Resolvemos sair do quarto e ver de onde vinha a luz. Gritos angustiados eram ouvidos. Pareciam almas queimando, clamando por misericórdia. A luz que víamos era muito fraca, quase apagada. Começamos a descer as escadas.

– Emília? – Chamei.

Um grito mais violento se ouviu. Parecia alguém em agonia intensa. Era um homem. Podíamos ouvi-lo, porém não conseguíamos vê-lo. Seus gritos e gemidos suplicavam incessantemente para livrá-lo do tormento.
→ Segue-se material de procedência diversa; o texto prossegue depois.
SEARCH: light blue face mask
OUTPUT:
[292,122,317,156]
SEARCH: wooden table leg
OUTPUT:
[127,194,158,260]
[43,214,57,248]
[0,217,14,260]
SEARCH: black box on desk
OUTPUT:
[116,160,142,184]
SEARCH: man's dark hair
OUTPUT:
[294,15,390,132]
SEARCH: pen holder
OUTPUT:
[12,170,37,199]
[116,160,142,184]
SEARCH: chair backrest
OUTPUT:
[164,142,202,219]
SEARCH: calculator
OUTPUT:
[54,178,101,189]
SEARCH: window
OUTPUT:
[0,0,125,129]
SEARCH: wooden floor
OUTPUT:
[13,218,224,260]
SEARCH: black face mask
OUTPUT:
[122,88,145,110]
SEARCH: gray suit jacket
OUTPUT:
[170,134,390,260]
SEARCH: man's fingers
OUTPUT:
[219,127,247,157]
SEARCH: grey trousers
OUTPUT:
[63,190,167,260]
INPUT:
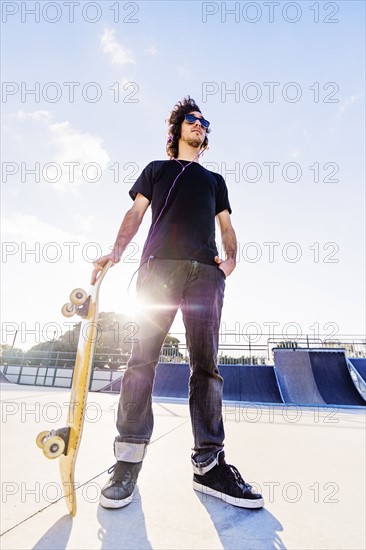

– É meu pai. – Tito desesperou-se a descer as escadas – É meu pai.

Lá em baixo encontramos Emília desacordada ao chão. A luz parecia ainda mais intensa. Os gritos não paravam e um cheiro forte de enxofre alastrava-se por toda a casa.

Depois de alguns instantes ela acordou. Estava desnorteada, confusa...

– Emília, o que aconteceu? – Um de nós perguntou.

– Só lembro que tudo ficou escuro e comecei a ouvir gritos. Quando tentei subir as escadas, alguma coisa me empurrou contra a parede.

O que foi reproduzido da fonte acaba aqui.